We all have constraints on our time, of course. There is money to be earned, dishes to be washed, people who need our care. It often seems that there isn’t enough time in the day for the things we value most, and we are often too worn out from keeping up with it all to ask ourselves what it is that we value – how it is that we really want to spend our lives.
There are important reasons to ask these questions. The deeper searching involved in asking what we really want out of life helps us discover both what we want to say "yes" to and how to clear away the things that are cluttering up our lives.
Tuning in to our deeper values can also help us tune out our advertising-driven culture’s non-stop messages of consumerism. Doing so is a prerequisite for a sustainable lifestyle – and ultimately a sustainable culture.
Bringing our work life into keeping with our sense of purpose is particularly challenging because our job system is in a time of major transition. Job growth no longer tracks economic growth in the way it once did. A growing employment crisis makes even basic subsistence a challenge for many, and full participation in our culture a distant dream for many more. Even those with steady jobs often feel trapped in work that seems to have little value.

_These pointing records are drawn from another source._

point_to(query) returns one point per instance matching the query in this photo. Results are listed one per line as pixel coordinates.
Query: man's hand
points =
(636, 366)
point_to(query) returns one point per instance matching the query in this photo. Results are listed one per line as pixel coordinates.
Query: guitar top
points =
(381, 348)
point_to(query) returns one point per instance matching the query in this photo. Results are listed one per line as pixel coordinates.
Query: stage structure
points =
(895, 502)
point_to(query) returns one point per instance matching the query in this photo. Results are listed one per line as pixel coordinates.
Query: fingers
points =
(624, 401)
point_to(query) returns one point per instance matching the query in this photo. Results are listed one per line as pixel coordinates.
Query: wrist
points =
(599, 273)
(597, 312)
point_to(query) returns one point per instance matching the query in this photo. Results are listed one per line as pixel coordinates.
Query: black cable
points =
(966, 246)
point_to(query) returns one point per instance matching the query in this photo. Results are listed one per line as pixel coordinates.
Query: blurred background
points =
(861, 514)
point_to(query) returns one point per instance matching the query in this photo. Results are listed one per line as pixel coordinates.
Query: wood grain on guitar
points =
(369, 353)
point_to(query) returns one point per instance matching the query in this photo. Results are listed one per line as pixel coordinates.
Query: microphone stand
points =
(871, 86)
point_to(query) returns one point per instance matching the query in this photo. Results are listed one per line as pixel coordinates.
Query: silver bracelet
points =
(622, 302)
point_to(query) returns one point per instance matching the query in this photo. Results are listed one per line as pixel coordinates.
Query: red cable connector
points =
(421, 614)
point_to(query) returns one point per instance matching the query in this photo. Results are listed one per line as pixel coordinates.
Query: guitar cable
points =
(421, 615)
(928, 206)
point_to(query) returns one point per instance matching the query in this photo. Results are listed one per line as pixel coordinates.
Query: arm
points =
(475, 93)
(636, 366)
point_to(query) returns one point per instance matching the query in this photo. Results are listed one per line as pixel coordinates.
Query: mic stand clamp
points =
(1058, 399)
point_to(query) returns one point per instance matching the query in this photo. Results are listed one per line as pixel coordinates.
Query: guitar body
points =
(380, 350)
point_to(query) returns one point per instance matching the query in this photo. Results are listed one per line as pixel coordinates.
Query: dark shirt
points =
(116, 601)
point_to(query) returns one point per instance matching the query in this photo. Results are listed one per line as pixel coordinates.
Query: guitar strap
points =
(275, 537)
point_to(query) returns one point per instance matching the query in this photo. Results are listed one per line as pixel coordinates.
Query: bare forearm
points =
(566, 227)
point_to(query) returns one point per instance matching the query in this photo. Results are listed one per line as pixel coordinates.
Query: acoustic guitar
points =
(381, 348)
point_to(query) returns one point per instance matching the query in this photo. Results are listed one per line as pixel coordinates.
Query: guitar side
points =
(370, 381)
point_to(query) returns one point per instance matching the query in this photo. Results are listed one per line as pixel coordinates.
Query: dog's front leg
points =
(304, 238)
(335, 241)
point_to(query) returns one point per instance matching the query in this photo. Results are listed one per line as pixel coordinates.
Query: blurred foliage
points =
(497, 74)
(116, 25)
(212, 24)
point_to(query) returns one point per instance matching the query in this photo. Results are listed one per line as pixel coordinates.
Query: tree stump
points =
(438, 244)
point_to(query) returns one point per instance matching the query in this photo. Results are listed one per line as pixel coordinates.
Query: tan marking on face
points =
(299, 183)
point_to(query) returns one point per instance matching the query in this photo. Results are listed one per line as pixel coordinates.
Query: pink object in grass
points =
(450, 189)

These changes in the job system are frightening and they provide the dynamic climate in which real change is not only possible but inevitable. The job crisis, coupled with a sense that there is more to life than rushing from one urgent task to another, is convincing many of us take a fresh look at our lives and to question what is really important.
The personal choices we make as a result of that questioning, taken together, form the beginnings of a sustainable culture.